Il est né le 14 septembre 1974 à 8 heures du matin par 15° 30' de latitude nord et 65° de longitude ouest, ce qui situait son berceau sur une petite île au large des côtes honduriennes. Personne n'avait prêté attention à cette naissance, la 734e inscrite sur le registre. Les deux premiers jours de sa vie, il se développa dans la plus grande indifférence. Ses paramètres vitaux étaient stables et ne justifiaient pas que l'on se penche de façon particulière sur le cours de son évolution. Il subit le même traitement que tous les nouveau-nés de son genre ; ses constantes étaient relevées toutes les six heures selon la procédure en usage. Mais le 16 septembre à 14 heures les résultats des analyses attirèrent l'attention d'une équipe de scientifiques guadeloupéens. On s'interrogea sur sa croissance qui paraissait sortir de la norme. Dans la soirée, le responsable de l'équipe chargée de sa surveillance ne put masquer son inquiétude et contacta aussitôt ses confrères américains.

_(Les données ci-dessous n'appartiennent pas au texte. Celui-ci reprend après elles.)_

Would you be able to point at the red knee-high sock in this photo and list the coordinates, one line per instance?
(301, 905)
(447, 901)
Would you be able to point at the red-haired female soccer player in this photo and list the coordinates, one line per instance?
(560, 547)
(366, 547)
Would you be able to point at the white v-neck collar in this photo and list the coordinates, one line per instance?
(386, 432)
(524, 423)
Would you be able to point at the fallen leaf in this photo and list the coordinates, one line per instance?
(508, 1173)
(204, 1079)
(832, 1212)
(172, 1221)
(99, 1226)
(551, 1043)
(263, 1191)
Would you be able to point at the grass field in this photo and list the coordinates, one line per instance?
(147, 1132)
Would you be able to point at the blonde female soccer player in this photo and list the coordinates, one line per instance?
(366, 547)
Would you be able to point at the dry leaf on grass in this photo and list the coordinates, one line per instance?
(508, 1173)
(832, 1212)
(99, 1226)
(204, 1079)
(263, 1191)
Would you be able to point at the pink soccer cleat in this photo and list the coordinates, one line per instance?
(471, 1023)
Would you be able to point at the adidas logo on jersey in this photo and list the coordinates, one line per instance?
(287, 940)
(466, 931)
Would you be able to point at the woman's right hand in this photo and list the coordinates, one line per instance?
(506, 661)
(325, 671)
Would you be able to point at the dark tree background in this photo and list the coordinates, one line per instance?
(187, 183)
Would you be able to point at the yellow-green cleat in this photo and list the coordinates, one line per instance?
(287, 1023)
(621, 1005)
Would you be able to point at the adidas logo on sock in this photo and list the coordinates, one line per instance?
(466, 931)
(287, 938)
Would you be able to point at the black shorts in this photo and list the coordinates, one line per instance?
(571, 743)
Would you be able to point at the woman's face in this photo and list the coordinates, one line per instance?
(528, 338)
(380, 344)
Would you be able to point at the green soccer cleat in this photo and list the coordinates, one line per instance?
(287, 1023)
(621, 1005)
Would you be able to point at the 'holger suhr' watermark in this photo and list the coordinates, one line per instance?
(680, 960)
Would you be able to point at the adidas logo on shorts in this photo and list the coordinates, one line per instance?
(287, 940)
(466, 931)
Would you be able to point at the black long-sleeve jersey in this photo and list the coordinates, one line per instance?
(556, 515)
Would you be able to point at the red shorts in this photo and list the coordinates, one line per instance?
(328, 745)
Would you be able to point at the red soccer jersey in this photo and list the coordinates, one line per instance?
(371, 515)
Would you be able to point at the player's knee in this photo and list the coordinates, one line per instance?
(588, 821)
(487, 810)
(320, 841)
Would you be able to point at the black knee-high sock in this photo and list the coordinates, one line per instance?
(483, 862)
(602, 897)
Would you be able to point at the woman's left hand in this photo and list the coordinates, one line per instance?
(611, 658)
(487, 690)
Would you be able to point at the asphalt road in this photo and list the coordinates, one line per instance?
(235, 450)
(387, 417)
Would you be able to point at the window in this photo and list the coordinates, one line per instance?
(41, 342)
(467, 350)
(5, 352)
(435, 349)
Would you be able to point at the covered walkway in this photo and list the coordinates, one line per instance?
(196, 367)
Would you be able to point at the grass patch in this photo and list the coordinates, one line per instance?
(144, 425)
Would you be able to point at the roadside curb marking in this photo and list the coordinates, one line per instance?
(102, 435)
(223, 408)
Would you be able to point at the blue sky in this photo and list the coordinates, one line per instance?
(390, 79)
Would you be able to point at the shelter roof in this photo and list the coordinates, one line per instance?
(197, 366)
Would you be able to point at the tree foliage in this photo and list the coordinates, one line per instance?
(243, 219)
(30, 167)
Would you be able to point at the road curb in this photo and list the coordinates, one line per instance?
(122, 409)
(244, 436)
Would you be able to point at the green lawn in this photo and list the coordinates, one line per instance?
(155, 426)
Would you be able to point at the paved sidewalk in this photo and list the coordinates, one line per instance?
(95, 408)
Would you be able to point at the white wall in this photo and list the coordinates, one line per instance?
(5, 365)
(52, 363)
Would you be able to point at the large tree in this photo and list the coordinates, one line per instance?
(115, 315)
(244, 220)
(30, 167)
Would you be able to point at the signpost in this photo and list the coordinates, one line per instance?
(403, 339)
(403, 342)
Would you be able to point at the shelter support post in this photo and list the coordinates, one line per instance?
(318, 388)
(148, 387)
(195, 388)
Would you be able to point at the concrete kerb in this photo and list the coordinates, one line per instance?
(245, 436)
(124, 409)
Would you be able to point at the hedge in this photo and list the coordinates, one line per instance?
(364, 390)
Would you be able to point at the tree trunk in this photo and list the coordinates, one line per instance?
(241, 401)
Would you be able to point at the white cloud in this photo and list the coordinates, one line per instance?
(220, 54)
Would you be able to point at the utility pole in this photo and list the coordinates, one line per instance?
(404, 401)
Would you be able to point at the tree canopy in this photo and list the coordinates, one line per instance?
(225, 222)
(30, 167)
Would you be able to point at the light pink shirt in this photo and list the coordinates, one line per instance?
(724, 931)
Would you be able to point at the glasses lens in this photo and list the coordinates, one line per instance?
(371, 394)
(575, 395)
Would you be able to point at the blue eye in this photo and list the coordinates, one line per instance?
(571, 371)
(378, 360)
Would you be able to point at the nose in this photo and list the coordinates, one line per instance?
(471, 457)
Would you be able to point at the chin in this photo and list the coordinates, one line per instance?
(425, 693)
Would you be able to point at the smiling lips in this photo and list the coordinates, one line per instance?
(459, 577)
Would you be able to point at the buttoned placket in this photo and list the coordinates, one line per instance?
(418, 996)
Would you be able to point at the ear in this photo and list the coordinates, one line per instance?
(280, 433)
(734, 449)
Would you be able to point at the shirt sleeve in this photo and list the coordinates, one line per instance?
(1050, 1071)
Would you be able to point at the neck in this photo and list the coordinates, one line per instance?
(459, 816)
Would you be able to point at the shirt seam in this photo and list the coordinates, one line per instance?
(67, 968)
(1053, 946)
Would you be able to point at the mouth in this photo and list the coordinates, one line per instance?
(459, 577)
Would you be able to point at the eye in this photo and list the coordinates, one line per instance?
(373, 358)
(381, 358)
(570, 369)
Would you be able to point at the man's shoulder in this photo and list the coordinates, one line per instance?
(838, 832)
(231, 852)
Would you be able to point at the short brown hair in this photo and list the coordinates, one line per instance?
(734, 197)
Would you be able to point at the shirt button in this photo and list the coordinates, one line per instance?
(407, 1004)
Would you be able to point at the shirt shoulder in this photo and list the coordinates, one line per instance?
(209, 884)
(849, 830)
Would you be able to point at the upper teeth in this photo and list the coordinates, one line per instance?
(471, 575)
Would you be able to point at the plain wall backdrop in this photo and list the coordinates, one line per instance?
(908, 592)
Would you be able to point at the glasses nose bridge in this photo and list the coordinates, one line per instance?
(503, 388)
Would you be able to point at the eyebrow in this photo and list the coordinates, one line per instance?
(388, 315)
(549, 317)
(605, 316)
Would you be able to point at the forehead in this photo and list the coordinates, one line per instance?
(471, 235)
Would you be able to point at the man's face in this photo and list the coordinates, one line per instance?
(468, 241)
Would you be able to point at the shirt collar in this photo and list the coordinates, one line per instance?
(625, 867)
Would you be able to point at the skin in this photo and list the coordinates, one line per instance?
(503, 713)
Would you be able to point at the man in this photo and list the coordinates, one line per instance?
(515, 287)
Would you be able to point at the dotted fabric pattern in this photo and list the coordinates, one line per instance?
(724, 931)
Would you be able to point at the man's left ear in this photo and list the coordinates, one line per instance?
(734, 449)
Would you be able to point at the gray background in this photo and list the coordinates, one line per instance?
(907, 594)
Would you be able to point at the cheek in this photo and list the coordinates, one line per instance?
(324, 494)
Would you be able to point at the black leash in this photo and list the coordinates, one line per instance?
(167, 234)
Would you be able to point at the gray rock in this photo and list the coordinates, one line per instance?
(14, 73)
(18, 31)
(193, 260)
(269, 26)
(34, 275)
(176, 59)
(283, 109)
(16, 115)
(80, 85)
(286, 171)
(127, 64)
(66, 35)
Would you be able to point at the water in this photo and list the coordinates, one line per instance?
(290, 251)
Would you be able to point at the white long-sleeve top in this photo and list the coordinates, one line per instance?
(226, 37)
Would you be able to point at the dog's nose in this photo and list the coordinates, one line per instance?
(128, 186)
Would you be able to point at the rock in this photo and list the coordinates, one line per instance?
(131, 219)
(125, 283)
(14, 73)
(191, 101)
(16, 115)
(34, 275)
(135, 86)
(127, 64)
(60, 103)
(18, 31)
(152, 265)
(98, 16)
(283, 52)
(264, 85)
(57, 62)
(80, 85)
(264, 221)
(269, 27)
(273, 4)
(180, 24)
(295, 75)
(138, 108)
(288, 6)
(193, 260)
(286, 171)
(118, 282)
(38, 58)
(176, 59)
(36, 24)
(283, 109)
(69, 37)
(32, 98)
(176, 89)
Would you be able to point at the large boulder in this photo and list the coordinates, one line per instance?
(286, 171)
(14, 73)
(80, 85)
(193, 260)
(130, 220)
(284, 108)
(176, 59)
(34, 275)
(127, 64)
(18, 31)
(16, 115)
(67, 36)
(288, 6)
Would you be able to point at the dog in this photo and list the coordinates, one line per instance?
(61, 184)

Quelque chose d'important était en train de se produire, la métamorphose de ce bébé nécessitait que l'humanité entière s'en préoccupe. Fruit de l'union du froid et du chaud, son dangereux caractère commençait à se manifester. Si sa petite s½ur Elaine, née en avril de la même année, n'avait vécu que onze jours, ne réussissant pas à acquérir suffisamment de force, lui grandissait au contraire à une vitesse alarmante et atteignait déjà, à deux jours, une taille inquiétante. Au troisième soir de sa vie, il chercha à se mouvoir dans tous les sens. Il tournait sur lui-même, montrant de plus en plus de vitalité, ne semblant pas se décider à aller dans une direction précise.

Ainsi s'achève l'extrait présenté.